Details
-
Bug
-
Resolution: Fixed
-
Minor
-
Lustre 2.6.0
-
3
-
12170
Description
In ll_md_blocking_ast() we try to avoid calling ll_md_real_close() by looking for a same mode OPEN lock on the file.
case LDLM_CB_CANCELING: { struct inode *inode = ll_inode_from_resource_lock(lock); __u64 bits = lock->l_policy_data.l_inodebits.bits; ... if (bits & MDS_INODELOCK_XATTR) ll_xattr_cache_destroy(inode); /* For OPEN locks we differentiate between lock modes * LCK_CR, LCK_CW, LCK_PR - bug 22891 */ if (bits & (MDS_INODELOCK_LOOKUP | MDS_INODELOCK_UPDATE | MDS_INODELOCK_LAYOUT | MDS_INODELOCK_PERM)) ll_have_md_lock(inode, &bits, LCK_MINMODE); if (bits & MDS_INODELOCK_OPEN) ll_have_md_lock(inode, &bits, mode); ... if (bits & MDS_INODELOCK_OPEN) { int flags = 0; switch (lock->l_req_mode) { case LCK_CW: flags = FMODE_WRITE; break; case LCK_PR: flags = FMODE_EXEC; break; case LCK_CR: flags = FMODE_READ; break; ... ll_md_real_close(inode, flags); }
However the ll_have_md_lock(inode, &bits, LCK_MINMODE) call may match a lock which happens to include MDS_INODELOCK_OPEN but has an inappropriate mode. This will prevent ll_md_real_close() from being called when it should be and leave a stale obd_client_handle in the lli.

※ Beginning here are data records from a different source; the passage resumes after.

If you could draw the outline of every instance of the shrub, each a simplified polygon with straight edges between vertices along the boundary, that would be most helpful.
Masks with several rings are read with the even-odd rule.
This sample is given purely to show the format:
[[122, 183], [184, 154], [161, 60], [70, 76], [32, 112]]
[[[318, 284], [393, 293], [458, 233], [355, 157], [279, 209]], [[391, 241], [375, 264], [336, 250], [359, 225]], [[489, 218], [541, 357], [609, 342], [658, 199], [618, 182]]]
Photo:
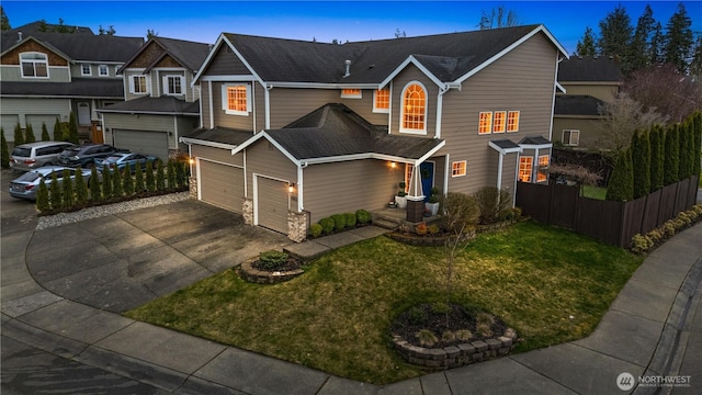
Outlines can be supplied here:
[[347, 218], [347, 227], [355, 227], [355, 213], [346, 213], [343, 216]]
[[319, 219], [319, 225], [321, 225], [321, 230], [325, 235], [331, 235], [333, 233], [333, 219], [327, 217]]
[[365, 225], [371, 222], [371, 213], [363, 208], [355, 212], [355, 217], [361, 225]]
[[319, 223], [314, 223], [309, 226], [309, 234], [312, 235], [312, 237], [319, 237], [321, 236], [321, 232], [322, 232], [322, 227], [321, 225], [319, 225]]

That handles are really being leaked is easy to see by using the patch http://review.whamcloud.com/#/c/6386/ from LU-946. Then do
# llmount.sh ... # DURATION=10 sh ./lustre/tests/racer.sh ... # lsof /mnt/lustre # lctl set_param ldlm.namespaces.*mdc*.lru_size=clear # lctl get_param ldlm.namespaces.*mdc*.lru_size # lctl dk > 1.dk # cat /proc/fs/lustre/mdt/lustre-MDT0000/exports/0\@lo/open_files [0x200000400:0x9d1:0x0] 04240000001 0xbd7c9c99fdb17cfc [0x200000401:0x893:0x0] 04240000001 0xbd7c9c99fdad82ad
Note that I have modified the patch to also print the flags and cookie of the MFD.